Some sources say "depletion type" and "enhancement type" for the device types as described in this article as "depletion mode" and "enhancement mode", and apply the "mode" terms for which direction the gate–source voltage differs from zero.
Moving the gate voltage toward the drain voltage "enhances" the conduction in the channel, so this defines the enhancement mode of operation, while moving the gate away from the drain depletes the channel, so this defines depletion mode.

==Enhancement-load and depletion-load logic families==

Depletion-load NMOS logic refers to the logic family that became dominant in silicon VLSI in the latter half of the 1970s; the process supported both enhancement-mode and depletion-mode transistors, and typical logic circuits used enhancement-mode devices as pull-down switches and depletion-mode devices as loads, or pull-ups. Logic families built in older processes that did not support depletion-mode transistors were retrospectively referred to as enhancement-load logic, or as saturated-load logic, since the enhancement-mode transistors were typically connected with gate to the V_{DD} supply and operated in the saturation region (sometimes the gates are biased to a higher V_{GG} voltage and operated in the linear region, for a better power–delay product (PDP), but the loads then take more area). Alternatively, rather than static logic gates, dynamic logic such as four-phase logic was sometimes used in processes that did not have depletion-mode transistors available.

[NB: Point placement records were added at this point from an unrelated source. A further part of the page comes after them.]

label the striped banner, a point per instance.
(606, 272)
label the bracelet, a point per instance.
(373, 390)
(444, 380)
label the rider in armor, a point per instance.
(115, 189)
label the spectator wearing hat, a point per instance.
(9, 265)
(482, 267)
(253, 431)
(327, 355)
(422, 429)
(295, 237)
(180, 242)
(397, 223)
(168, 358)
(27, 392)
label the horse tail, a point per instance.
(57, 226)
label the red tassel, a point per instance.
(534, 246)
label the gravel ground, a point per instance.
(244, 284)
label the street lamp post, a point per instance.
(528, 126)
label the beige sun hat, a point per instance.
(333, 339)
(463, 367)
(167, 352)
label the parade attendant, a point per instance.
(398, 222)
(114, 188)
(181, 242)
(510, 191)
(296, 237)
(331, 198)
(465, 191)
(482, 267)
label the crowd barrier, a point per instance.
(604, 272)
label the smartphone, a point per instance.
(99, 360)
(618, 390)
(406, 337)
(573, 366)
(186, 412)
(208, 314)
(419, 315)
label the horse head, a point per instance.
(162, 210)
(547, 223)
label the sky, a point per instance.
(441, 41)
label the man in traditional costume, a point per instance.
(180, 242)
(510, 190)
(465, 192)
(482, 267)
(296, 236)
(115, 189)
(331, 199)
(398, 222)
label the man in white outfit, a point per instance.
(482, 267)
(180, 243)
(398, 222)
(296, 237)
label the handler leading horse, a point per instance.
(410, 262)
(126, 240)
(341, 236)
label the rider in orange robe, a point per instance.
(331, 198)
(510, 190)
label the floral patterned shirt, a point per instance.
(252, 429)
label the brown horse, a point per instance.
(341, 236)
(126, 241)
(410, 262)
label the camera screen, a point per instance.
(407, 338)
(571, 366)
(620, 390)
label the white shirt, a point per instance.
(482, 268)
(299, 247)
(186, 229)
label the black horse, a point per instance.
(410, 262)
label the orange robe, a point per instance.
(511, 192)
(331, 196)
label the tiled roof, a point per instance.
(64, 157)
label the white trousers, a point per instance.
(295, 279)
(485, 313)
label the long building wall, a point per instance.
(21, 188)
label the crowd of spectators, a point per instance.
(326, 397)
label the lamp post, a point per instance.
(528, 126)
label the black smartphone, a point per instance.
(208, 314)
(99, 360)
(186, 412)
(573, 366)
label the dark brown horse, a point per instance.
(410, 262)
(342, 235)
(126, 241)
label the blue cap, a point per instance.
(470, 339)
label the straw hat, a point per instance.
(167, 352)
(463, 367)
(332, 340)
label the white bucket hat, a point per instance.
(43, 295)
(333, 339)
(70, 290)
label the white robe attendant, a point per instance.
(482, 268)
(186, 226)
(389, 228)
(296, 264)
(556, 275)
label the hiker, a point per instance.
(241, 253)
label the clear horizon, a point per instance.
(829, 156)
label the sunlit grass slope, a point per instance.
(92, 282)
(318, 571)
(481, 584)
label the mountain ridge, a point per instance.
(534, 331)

For example, the 1971 Intel 4004 used enhancement-load silicon-gate PMOS logic, and the 1976 Zilog Z80 used depletion-load silicon-gate NMOS.

==History==

The original two types of MOSFET logic gates, PMOS and NMOS, were developed by Frosch and Derick in 1957 at Bell Labs. In 1963, both depletion- and enhancement-mode MOSFETs were described by Steven Hofstein and Fred Heiman at RCA Laboratories. In 1966, T. P. Brody and H. E. Kunig at Westinghouse Electric fabricated enhancement- and depletion-mode indium arsenide (InAs) MOS thin-film transistors (TFTs). In 2022, the first dual-mode organic transistor that behaves in both depletion mode and enhancement mode was reported by a team at University of California-Santa Barbara.